– Добрый вечер, тетя Акки. Добрый вечер, Дульси, – проговорил голос. – А я-то думаю…

– И на тебя я сердита тоже. Ухож-жу к себе наверх. Видеть никого не ж-желаю. И попрош-шу меня не беспокоить. И ещ-ще: потрудитесь выпроводить эту женщ-щину.

– Хорошо, тетя Акки.

– И смотри веди себя хорош-шо, Ральф.

– Да, тетя Акки.

– И ещ-ще: подай мне в комнату виски с содовой, Дульси.

– Хорошо, тетя Акки.

– Ч-чертовы зубы!

Миссис Бюнц услышала звук удаляющихся шагов. Оставшись одна в этой ужасной комнате, она с отчаянием и досадой махнула рукой. И тут в дверях появился атлетически сложенный молодой человек.

– Простите, – поклонился он. – Добрый вечер. Боюсь, дела идут неважно… Сдается мне, тетушка Акки сегодня не в духе.

– Увы!

– Меня зовут Ральф Стейне. Я ее племянник. Тетушка немного капризна. Впрочем, думаю, для ее девяноста четырех лет это простительно.

– Увы и увы!

– Я приношу извинения. Можно ли чем-нибудь вам помочь? – осведомился молодой человек. – Правда, должен вам признаться, я и сам сейчас на мели, если не сказать больше.

– Так вы ее племянник?

– Правнучатый. Я сын местного пастора. Дульси – моя тетя.

– Бедный юноша, – посочувствовала миссис Бюнц, впрочем, довольно рассеянно: мысли ее витали где-то далеко. – А ведь вы и в самом деле можете мне помочь, – сказала она. – Да-да, можете. Слушайте же. Постараюсь быть краткой. Я прибыла сюда из местечка Бэппл-на-Баккоме – это в Варвикшире. Возможно, виной тому погода, но поездка заняла у меня два дня. Не подумайте, что я вам жалуюсь. Впрочем, я отвлеклась. Так вот, мистер Стейне, я изучаю народные танцы – как английские, так и европейские. Мои краткие монографии о хороводах вокруг майского дерева и символическом чайнике отмечены наградами. Я не только изучаю танцы, но умею также их представлять. До сих пор такие могу коленца выкидывать, благодарение богу!

– Как-как вы сказали?

– Я сказала – благодарение богу. Это одно из экспрессивных выражений шестнадцатого века. Мы в нашем тесном кружке решили воскресить его. Так – забавы ради… – пояснила миссис Бюнц.

– Боюсь, что я…

– Не беспокойтесь: все это говорилось лишь для того, чтобы убедить вас, что ваша покорная слуга имеет право выступить своего рода экспертом. Дело в том, что мой статус, мистер Стейне, достаточно высок, чтобы покойный лорд Реккейдж…

– Вы имеете в виду Луни Реккейджа?

– …решился оставить на мое попечение три сундука ценных – я бы сказала ценнейших – фамильных бумаг. Именно один из этих документов – я наткнулась на него позавчера – и привел меня к замку Мардиан. Я привезла его с собой. Можете посмотреть.
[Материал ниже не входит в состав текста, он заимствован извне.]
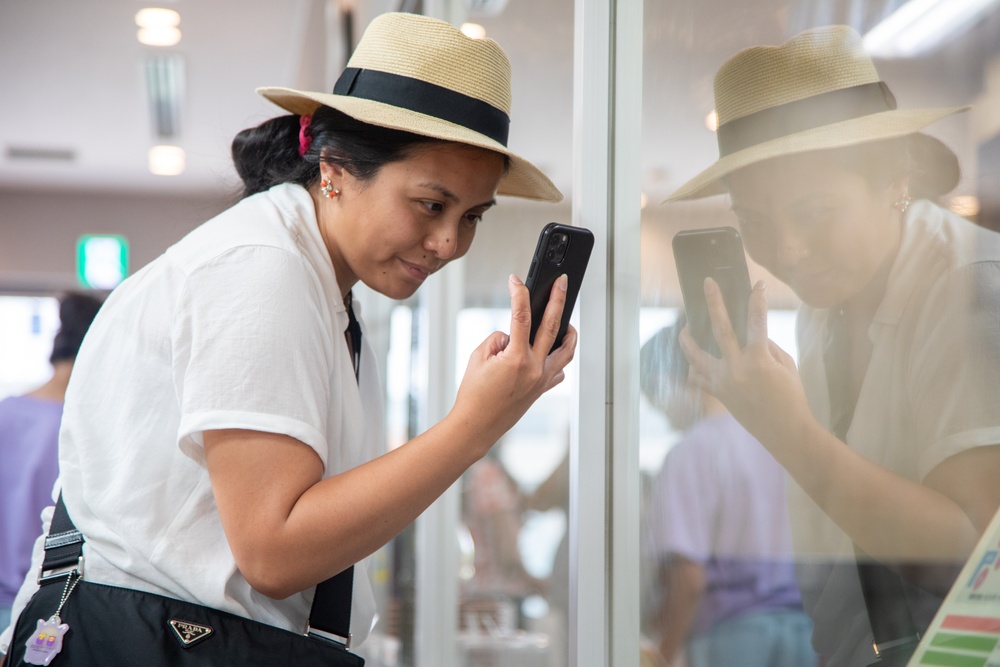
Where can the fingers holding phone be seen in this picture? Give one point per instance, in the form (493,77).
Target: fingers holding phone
(562,250)
(713,255)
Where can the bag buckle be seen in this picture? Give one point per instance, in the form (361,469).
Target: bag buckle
(894,644)
(45,576)
(329,636)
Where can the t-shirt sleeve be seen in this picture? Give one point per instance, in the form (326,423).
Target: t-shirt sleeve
(956,370)
(683,504)
(252,349)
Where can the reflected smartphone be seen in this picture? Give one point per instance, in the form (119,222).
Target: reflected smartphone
(560,249)
(712,253)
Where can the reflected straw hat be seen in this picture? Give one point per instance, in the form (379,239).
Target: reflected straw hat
(421,75)
(816,91)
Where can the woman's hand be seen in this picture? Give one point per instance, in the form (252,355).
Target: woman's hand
(758,383)
(506,374)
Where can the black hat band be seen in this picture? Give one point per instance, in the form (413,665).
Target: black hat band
(805,114)
(426,98)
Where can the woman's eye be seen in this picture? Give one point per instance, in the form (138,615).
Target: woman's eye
(816,216)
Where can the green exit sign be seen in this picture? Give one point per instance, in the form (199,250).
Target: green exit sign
(101,260)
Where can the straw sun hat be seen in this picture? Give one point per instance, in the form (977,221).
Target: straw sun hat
(818,90)
(422,75)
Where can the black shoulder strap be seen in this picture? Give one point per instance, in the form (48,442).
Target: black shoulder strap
(882,589)
(330,616)
(331,611)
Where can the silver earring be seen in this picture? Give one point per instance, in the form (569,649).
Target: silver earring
(904,202)
(326,187)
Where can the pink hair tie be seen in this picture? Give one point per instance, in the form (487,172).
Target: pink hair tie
(305,139)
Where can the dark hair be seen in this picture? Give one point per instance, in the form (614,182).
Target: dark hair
(662,364)
(268,155)
(76,312)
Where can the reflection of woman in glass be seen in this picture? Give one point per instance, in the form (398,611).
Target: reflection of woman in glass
(899,340)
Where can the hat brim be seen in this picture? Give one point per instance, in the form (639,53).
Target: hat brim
(523,179)
(874,127)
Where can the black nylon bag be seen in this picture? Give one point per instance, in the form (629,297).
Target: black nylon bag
(111,626)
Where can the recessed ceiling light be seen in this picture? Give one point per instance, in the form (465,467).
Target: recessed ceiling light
(158,26)
(166,160)
(165,36)
(156,17)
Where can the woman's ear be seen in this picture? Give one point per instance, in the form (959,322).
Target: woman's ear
(332,172)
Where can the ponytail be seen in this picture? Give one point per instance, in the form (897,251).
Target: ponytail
(268,155)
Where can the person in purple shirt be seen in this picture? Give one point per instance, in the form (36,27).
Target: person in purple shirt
(718,532)
(29,438)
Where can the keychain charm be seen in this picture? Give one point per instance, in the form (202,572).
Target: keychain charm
(42,646)
(46,643)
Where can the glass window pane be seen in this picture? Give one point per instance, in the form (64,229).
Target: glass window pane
(861,462)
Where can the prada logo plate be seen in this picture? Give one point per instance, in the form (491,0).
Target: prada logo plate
(189,633)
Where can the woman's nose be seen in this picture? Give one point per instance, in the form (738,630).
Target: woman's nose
(792,249)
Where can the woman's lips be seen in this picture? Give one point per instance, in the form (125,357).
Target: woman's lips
(417,271)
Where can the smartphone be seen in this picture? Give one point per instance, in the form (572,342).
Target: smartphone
(712,253)
(560,249)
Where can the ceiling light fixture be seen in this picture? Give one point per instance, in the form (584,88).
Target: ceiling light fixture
(920,25)
(166,160)
(158,26)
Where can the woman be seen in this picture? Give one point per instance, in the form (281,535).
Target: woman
(834,189)
(222,434)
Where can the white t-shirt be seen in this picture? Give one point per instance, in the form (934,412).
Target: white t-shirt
(929,393)
(238,325)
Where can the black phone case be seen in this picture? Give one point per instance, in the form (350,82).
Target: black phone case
(717,253)
(552,259)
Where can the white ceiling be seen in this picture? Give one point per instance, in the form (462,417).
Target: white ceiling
(71,79)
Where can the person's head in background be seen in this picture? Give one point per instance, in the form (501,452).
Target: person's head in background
(76,312)
(663,379)
(819,164)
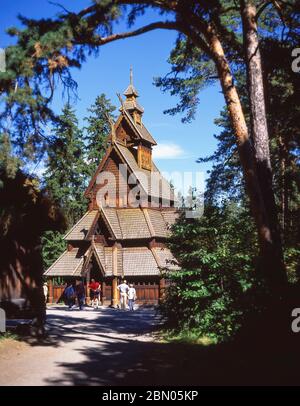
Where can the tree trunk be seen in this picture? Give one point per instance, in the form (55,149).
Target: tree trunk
(271,268)
(272,260)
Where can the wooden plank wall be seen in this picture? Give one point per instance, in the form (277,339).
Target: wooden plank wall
(147,292)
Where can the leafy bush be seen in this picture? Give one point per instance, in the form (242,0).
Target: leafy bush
(209,295)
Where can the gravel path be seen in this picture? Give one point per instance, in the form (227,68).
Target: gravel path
(115,347)
(89,347)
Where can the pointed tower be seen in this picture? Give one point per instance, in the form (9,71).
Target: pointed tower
(120,237)
(131,105)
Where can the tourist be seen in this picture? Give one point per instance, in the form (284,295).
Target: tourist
(95,290)
(123,289)
(45,291)
(131,297)
(70,295)
(80,293)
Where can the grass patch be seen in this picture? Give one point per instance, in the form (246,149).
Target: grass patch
(186,337)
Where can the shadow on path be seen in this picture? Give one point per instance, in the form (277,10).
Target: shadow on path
(112,347)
Ральф Стейне заметно смутился.

– Да-да… гм… послушайте, миссис…

– Бюнц.

– Да-да, миссис Бюнц. Мне страшно жаль, но если вы решили пойти по такому пути, как я вас понял, то – опять же, мне несказанно жаль – у вас ничего не выйдет.

Неожиданно миссис Бюнц величественным жестом указала на окно.

– Скажите мне, юноша, – сказала она. – Скажите, вон там во дворе – как раз где сейчас гуляют гуси – прямоугольная, присыпанная снежком, насколько я понимаю, – это надгробная плита Мардианов?

– Совершенно верно, – подтвердил Ральф. – Это она.

– Так вот, документ, о котором я упоминала, связан как раз с этой плитой. И еще с танцем Пятерых Сыновей.

– В самом деле?

– Там говорится о том, мистер Стейне, что еще не известно ни одному специалисту и исследователю, ни одному исполнителю народных танцев – да вообще никому – о том, что так называемый Мардианский моррис – один из редчайших по красоте английских ритуальных танцевальных обрядов – в течение многих лет исполнялся на надгробной плите Мардианов во время зимнего солнцестояния. Так было еще пятнадцать лет назад.